初恋の終焉〜悪女に仕立てられた残念令嬢は犬猿の仲の腹黒貴公子の執愛に堕ちる
疑心暗鬼
ここは、何処かしら?
ベッドから身体を起こしたエリザベスは、品の良い家具が置かれた室内を見回し考える。
(あの想い出の泉にハインツ様と行って、公爵家同士の婚姻がどうとか……)
「――えっ!?」
唐突に思い出した泉での出来事に愕然とする。黒髪黒目のハインツと、あの金色の少年が同一人物だったなんて、エリザベスは想像もしていなかった。
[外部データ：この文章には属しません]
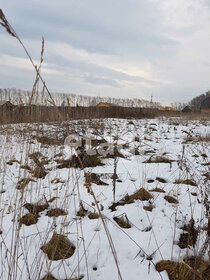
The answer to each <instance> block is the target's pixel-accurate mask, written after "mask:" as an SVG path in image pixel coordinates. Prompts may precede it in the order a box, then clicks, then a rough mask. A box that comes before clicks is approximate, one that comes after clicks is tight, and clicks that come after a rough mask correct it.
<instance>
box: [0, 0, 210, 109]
mask: <svg viewBox="0 0 210 280" xmlns="http://www.w3.org/2000/svg"><path fill="white" fill-rule="evenodd" d="M0 8H1V9H2V10H3V11H4V13H5V15H6V17H7V19H8V20H9V22H10V23H11V24H12V26H13V27H14V28H15V30H16V32H17V33H18V34H19V36H20V37H21V38H22V40H23V41H24V43H25V45H26V46H27V48H28V50H29V52H30V53H31V55H32V57H33V59H34V60H35V61H38V60H39V57H40V49H41V38H42V36H44V38H45V57H44V61H45V63H44V65H43V70H42V73H43V77H44V79H45V80H46V82H47V84H48V87H49V89H50V90H51V91H62V92H69V93H78V94H84V95H99V96H112V97H125V98H144V99H150V96H151V95H153V96H154V97H153V98H154V100H155V101H160V102H162V103H163V104H170V103H171V102H178V101H181V102H186V101H189V100H191V99H192V98H193V97H195V96H196V95H199V94H201V93H204V92H206V91H207V90H209V89H210V0H44V1H43V0H30V1H29V0H0ZM33 80H34V71H33V68H32V67H31V65H30V63H29V62H28V60H27V58H26V56H25V54H24V52H23V50H22V49H21V47H20V46H19V45H18V42H17V41H16V40H15V39H14V38H12V37H10V36H9V35H8V34H7V33H6V32H5V30H4V29H3V28H0V87H3V88H8V87H17V88H22V89H31V87H32V84H33Z"/></svg>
(陽の光を受けて髪が金色に見えていたなんて、幼い頃の記憶はあてにならないわ)
しかも、その初恋の君をウィリアムと思い込み、突っ走った過去のエリザベスは間抜けでしかない。真相を知ってしまえば、あんなにもウィリアムに固執していた自分は何だったのか馬鹿らしくもある。
(ある種の意地みたいなものだったのかしらね……)
エリザベスを助けてくれた初恋の君が裏切るはずがないと。そう思わなければ、初恋の君を忘れられないエリザベスの幼い心は守れなかったのだろう。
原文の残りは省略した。